Aterrizar en el Aeropuerto de Paro, Bután

A nadie le dije durante el vuelo que lo mío con los aviones es un idilio imposible. No hay manera. Es entrar en el aeropuerto y comenzar ese sudor frío en las manos, el temblequeo de las piernas, el pecho como una tribu africana en plena fiesta de Fin de Año…

Pero ya véis, la aventura de viajar resulta siempre mucho más guerrera. Y tanto cuando nuestro próximo destino era Bután, un país especialmente excéntrico e inenarrable si os lo tuviera que describir solo con palabras. Situado en el sur de Asia, en la cordillera del Himalaya, se alza como acurrucado por los gigantescos brazos de India y China.

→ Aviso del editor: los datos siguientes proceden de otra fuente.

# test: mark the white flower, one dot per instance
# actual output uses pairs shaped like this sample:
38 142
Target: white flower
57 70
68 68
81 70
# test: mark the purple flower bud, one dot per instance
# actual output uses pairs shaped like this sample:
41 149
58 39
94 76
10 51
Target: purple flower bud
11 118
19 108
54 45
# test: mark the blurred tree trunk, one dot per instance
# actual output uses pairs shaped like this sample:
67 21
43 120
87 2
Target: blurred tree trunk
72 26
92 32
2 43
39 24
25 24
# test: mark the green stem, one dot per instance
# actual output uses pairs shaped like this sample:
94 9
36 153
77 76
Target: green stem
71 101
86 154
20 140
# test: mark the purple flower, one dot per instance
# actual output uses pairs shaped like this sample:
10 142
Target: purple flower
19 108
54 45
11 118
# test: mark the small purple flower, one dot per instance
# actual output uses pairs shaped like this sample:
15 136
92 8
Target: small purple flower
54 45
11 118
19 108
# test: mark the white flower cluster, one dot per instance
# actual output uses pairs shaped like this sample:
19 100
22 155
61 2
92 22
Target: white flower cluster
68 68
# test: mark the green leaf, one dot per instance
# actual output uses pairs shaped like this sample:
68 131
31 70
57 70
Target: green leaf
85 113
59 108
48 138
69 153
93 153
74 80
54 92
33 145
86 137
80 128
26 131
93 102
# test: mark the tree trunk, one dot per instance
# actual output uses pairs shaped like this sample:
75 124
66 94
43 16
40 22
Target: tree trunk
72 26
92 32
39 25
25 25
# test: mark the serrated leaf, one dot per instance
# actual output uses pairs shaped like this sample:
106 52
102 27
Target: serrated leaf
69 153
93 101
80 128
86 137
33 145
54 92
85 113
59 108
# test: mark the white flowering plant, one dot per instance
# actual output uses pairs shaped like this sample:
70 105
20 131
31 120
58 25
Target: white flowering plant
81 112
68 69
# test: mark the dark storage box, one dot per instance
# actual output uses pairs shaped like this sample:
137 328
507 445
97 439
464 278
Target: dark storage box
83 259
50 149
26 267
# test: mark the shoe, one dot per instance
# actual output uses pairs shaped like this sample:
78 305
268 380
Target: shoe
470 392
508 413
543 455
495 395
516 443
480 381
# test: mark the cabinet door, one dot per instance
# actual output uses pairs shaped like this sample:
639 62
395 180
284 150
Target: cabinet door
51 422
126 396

Ya tendremos tiempo de contaros en otra ocasión algunos de los destinos más curiosos de Bután (que los hay, y muchos), porque ahora lo que venía a deciros es lo que nos ocurrió en el aterrizaje en su Aeropuerto de Paro.

Imaginaros lo que puede sentir todo un experto sobre pánico de aviones y alturas cuando le dicen que apenas hay ocho pilotos en el mundo que están certificados para aterrizar en este aeropuerto. Claro, ni por asomo le hice caso a la chica de la compañía que no paraba de recomendarme que tomara “un asiento en la ventanilla, caballero, un asiento en la ventanilla…” El asiento en la ventanilla se lo da usted a su puñet…

Y es que Bután solo tiene este aeropuerto, por mucho que a mí me hubiese gustado aterrizar en cualquier parte menos en una pista como aquella. El Aeropuerto de Paro está situado a más de dos mil metros de altitud, rodeado de una serie de picos dentados que emergen a cinco mil metros del suelo.

Apenas un estrecho margen de tierra entre montañas y arrozales albergaba una pista en la que antes podía ponerme a sembrar patatas que a aterrizar un avión. Las perspectivas no eran nada halagüeñas, ¿verdad?. Sencillamente, me sudaba hasta el aliento. Las turbulencias de cualquier otro vuelo apenas eran un suave oleaje playero comparado con lo que nos esperaba en el Aeropuerto de Paro.

Una hora antes del aterrizaje, nuestro querido comandante ya nos avisó que, hasta nueva orden, no nos separáramos ni un centímetro de nuestro cinturón. Los pasajeros comenzaron a agolparse en las ventanillas, como el que se dispone a ver tranquilamente desde el sofá de casa “Sonrisas y Lágrimas”.

Era imposible no percatarse de la sombra de aquellas ingentes cumbres que comenzaban a devorarnos. Sus enormes siluetas parecían abrir sus brazos señalándonos la pista de aterrizaje. Allí, allí, nos decían… ¿Pero quién coñ… se mete por allí?…

En esas estábamos cuando los motores del avión dieron, de pronto, un respingo, como si les hubiera dado un arranque de tos, y en apenas unos segundos el aparato se inclinó hacia un lado completamente…

… y luego al frente, y al poco rato hacia el otro lado, y otra vez al frente. La sensación en el estómago, ese no llegarte la camisa al cuello ni los calcetines a los zapatos, ese mar de montañas entrando como un torbellino verde por el cristal de las ventanillas…

Y el silencio de todos los pasajeros. Todos los que en alguna ocasión han aterrizado en el Aeropuerto de Paro, en Bután, saben que es la propia naturaleza la única que en momentos así tiene palabras para describir la aventura.

Casi sin darnos cuenta, el avión tomó tierra. La primera sensación que te golpea el pecho es mirar a través de la ventana, cerciorarte de que, efectivamente, no hemos aterrizado ni sobre el ala ni con las ruedas hacia arriba. Lo siguiente es respirar. Hacía poco más de una hora que no recordaba haberlo hecho.